I can’t shake the image of her in the water, light filtering across her shoulders, her movements slow but determined.
Her muscles long and lean, accentuating the curve of her hips and swell of her breasts.
Back in the den, I pull out an old medical textbook from college and flip through until I find the section on ligament healing protocols. I know the information. But rereading it feels like something I can do. Something concrete.
Halfway through, I pause. Lucy seemed fascinated in understanding the reason behind the exercises. She wanted to know the why behind everything we did, and even when I stumbled into medical jargon, she simply asked for clarification, nodded when she got it, and kept going.

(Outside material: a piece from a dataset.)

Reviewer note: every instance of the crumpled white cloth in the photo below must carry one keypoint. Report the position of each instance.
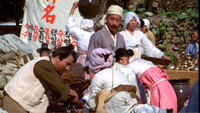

I wonder if she’d be interested in reading through this book herself. It’ll be over her head, but Lucy is one of the most determined individuals I’ve ever met. I have a feeling that she’ll accomplish whatever she puts her mind to.
I think of the way she held herself together on that mat while learning she’d just lost her job, her voice steady despite everything breaking underneath.
She might be one of the strongest people I’ve ever met.
I open my laptop, search Sandro René, and click play on the most streamed track. The synth beat makes me want to wad up cotton balls and shove them into my ears.
“Time to build you a playlist that matters,” I mutter to myself.
I can’t fix her ankle overnight. But I can fix her taste in music.